In a better world, South Sound’s sister cities – Olympia, Lacey and Tumwater – would have gotten on board to create a single regional parks district like the one created 111 years ago to serve Tacoma. But that ship sailed. Olympia went its own way; the other cities are, too.
Mayor Andy Ryder argues that local parks are a key part of the quality of life in the growing city, which counts nearly 86,000 people inside the city’s urban-growth band that surrounds city limits like thick pie crust.
Ryder is pledging that new funds would not be used to replace current commitments or spending on parks. But there is nothing binding to keep the city spending $3.6 million a year for parks maintenance through its public works agency – or to keep spending general budget funds for parks operations.
Prop. 1 is opposed by Edwin Pole, a Libertarian Party advocate who helped write the opposition statement in the Thurston County voter pamphlet.

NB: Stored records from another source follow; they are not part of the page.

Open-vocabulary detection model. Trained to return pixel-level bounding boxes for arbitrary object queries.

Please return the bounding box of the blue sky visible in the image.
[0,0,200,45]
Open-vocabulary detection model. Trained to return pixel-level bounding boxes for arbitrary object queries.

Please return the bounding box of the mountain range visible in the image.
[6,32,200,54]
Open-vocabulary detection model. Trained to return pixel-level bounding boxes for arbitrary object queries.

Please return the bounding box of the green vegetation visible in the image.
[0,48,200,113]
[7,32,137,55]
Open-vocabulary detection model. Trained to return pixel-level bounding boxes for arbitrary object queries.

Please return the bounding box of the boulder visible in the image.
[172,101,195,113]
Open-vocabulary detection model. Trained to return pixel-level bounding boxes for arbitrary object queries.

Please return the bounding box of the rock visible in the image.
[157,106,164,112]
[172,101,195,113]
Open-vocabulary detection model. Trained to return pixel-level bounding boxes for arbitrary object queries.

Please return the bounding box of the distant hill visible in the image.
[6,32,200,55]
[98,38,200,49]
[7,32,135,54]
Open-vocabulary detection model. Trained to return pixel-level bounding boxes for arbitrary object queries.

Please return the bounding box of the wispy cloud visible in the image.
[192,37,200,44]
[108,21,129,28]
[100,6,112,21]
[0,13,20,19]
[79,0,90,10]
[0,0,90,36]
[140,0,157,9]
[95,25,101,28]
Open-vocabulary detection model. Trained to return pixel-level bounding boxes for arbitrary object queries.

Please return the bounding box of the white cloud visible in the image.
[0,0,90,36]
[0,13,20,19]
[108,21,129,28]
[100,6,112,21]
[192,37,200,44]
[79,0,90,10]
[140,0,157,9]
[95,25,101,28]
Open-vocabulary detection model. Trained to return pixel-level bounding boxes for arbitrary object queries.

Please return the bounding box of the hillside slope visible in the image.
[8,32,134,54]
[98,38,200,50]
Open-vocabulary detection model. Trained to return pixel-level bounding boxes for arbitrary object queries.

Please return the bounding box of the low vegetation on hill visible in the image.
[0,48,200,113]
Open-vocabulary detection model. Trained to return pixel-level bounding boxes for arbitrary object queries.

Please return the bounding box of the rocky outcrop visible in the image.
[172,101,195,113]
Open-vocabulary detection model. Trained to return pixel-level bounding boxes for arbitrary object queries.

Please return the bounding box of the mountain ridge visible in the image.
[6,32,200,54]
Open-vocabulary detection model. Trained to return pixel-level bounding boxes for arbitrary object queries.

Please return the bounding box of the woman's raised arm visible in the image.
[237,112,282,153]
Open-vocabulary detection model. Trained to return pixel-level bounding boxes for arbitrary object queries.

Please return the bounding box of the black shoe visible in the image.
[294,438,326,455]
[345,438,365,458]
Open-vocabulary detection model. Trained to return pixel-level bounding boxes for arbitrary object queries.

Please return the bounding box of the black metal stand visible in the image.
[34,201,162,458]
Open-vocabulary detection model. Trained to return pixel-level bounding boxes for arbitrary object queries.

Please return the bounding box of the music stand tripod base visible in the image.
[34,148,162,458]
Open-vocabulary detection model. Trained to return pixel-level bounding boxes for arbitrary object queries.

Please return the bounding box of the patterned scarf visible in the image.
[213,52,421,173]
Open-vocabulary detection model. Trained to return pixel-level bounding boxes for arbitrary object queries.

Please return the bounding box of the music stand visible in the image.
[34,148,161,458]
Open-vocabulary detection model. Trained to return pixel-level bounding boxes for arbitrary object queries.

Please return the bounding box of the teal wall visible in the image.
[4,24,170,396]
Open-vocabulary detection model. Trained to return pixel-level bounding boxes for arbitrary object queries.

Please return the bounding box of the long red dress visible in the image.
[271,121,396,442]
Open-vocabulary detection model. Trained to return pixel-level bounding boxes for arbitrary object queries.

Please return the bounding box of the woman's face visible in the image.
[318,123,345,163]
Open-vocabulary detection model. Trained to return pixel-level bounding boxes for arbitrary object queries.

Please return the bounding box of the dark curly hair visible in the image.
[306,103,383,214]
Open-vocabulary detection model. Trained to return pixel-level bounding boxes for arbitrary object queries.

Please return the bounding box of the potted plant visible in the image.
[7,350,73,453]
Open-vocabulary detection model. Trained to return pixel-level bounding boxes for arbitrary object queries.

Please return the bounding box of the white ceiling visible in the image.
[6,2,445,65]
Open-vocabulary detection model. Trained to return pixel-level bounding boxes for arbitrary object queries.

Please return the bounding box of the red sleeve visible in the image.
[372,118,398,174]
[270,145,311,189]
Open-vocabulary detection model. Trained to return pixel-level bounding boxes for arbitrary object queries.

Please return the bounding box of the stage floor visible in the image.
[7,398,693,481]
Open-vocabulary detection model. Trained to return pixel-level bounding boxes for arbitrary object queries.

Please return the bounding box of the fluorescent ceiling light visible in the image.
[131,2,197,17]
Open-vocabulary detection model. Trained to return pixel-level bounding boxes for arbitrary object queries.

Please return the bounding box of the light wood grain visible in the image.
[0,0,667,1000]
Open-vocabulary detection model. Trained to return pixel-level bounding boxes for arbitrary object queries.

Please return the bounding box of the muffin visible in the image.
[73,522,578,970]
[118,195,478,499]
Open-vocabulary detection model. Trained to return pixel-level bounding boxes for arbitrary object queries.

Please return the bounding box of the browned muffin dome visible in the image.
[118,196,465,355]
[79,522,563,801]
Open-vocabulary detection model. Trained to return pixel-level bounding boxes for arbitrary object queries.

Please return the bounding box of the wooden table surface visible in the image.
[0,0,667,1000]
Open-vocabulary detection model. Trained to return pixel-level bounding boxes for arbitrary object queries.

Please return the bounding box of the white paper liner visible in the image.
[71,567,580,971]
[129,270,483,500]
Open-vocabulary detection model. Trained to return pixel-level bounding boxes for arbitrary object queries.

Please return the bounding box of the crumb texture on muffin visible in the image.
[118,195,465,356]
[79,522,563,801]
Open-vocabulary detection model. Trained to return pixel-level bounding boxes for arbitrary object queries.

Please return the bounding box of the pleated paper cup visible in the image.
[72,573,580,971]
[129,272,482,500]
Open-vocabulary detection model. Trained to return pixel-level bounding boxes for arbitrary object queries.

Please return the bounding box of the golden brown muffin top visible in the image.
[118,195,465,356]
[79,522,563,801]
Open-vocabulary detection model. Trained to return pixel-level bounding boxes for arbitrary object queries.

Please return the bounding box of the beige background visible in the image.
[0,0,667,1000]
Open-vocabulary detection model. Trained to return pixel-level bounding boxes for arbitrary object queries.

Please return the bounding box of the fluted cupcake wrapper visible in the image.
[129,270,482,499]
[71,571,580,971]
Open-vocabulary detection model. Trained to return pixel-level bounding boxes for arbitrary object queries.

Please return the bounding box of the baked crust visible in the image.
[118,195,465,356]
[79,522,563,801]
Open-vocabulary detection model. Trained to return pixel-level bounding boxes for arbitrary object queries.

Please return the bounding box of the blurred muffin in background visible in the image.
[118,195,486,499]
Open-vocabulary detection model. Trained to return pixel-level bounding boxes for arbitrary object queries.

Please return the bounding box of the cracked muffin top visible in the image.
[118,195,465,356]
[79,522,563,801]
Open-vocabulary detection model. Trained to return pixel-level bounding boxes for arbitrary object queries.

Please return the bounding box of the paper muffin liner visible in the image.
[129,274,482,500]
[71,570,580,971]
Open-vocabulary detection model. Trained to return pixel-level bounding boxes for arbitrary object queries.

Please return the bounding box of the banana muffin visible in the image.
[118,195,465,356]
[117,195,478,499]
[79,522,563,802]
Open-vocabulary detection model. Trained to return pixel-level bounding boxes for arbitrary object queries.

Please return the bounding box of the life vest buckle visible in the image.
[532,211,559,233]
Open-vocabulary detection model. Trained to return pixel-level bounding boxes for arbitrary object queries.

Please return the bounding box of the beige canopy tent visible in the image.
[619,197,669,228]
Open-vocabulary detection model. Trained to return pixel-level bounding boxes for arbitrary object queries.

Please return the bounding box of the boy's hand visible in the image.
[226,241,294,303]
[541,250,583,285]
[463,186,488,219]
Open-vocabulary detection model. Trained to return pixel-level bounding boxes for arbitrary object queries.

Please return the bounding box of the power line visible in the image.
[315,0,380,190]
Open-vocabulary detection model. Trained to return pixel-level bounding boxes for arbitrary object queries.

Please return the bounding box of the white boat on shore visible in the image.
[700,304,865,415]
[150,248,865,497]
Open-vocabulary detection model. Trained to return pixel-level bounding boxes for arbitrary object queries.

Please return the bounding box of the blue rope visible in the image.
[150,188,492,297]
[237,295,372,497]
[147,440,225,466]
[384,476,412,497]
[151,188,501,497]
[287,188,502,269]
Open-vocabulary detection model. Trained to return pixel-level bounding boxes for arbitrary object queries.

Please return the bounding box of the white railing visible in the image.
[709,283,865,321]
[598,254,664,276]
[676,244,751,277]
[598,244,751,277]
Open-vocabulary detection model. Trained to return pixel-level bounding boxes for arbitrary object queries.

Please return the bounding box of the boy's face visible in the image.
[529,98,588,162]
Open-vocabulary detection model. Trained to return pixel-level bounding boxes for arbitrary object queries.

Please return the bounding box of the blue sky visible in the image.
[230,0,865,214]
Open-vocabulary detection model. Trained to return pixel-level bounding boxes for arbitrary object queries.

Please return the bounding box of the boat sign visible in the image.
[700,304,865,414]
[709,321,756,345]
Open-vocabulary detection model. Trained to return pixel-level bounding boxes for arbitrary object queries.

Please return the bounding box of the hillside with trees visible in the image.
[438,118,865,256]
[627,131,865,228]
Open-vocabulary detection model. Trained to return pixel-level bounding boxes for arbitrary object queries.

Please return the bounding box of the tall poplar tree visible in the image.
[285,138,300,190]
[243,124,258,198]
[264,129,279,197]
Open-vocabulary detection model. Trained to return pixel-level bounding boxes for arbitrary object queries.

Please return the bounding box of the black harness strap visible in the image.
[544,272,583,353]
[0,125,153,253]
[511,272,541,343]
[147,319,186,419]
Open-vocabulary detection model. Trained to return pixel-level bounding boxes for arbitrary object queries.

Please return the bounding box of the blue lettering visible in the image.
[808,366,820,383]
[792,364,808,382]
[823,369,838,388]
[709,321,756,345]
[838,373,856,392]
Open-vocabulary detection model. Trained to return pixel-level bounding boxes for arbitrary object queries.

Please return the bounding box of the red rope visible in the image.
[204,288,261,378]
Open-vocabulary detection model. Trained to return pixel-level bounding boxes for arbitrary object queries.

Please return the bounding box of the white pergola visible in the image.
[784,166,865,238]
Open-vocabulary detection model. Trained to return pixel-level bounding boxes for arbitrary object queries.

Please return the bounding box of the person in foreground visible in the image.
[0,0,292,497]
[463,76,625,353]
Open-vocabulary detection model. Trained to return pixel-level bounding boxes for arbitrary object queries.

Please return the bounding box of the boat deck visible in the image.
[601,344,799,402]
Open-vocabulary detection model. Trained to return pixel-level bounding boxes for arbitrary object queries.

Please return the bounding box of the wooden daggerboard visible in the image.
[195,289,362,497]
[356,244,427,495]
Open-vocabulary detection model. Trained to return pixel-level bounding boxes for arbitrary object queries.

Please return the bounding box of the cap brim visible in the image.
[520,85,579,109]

Pole and his Libertarian allies say the tax request is just not needed.
Pole told The Olympian Editorial Board this past week that the city collects enough taxes and should focus its work on family-friendly parks. That could include places to sit, picnic tables and play equipment.
But Lacey’s rapid growth is leading to a lot more compact housing, whether in single family residences, multiplexes or apartment units.
And former mayor Graeme Sackrison, who helped write a voter pamphlet statement in favor of Prop. 1, told the Editorial Board that the need for recreation space must keep up as the population surges.
Currently the city strains to expand trails or provide new access or new programs in parks, according to Jen Burbidge, Lacey parks and recreation director.
If voters agree to tax themselves, Burbidge said the 2017 city parks plan, which began two years earlier with public outreach, can guide the work.
One top priority is to expand parks offerings that serve all ages and that build community spirit. Another is to maintain what the city has, to expand or add trails that connect schools and other parks with neighborhoods, to add facilities in less-served and natural areas, and to protect historical sites.
New money can free the city to match state grants or to join with partners on projects.
But Pole is sharply critical of the indoor regional sports facility for which a feasibility study is under way. One idea is to put it on city land across the street from the Lacey-Thurston County Regional Athletic Complex at Steilacoom and Marvin roads.
An indoor facility would meet a need during wet months, according to Scott Spence, city manager. Ryder says any indoor sports building or new RAC fields could enlist private financial partners such as Saint Martin’s University, schools or others.
Pole raises another concern: that family-oriented parks are more worthy of investing than those for organized sports leagues. But Lacey has about 18 neighborhood parks and there are plans to develop three other properties for this purpose.
In the end, Prop. 1 is a tax increase, but we support it – based on the need. Though Lacey voters approved a small sales tax hike for road work in February 2017, the last parks measure approval was a bond issue in 2002.
As Lacey emerges as a vibrant, business-friendly city, better parks can let it grow into an even better place to live and work – and play.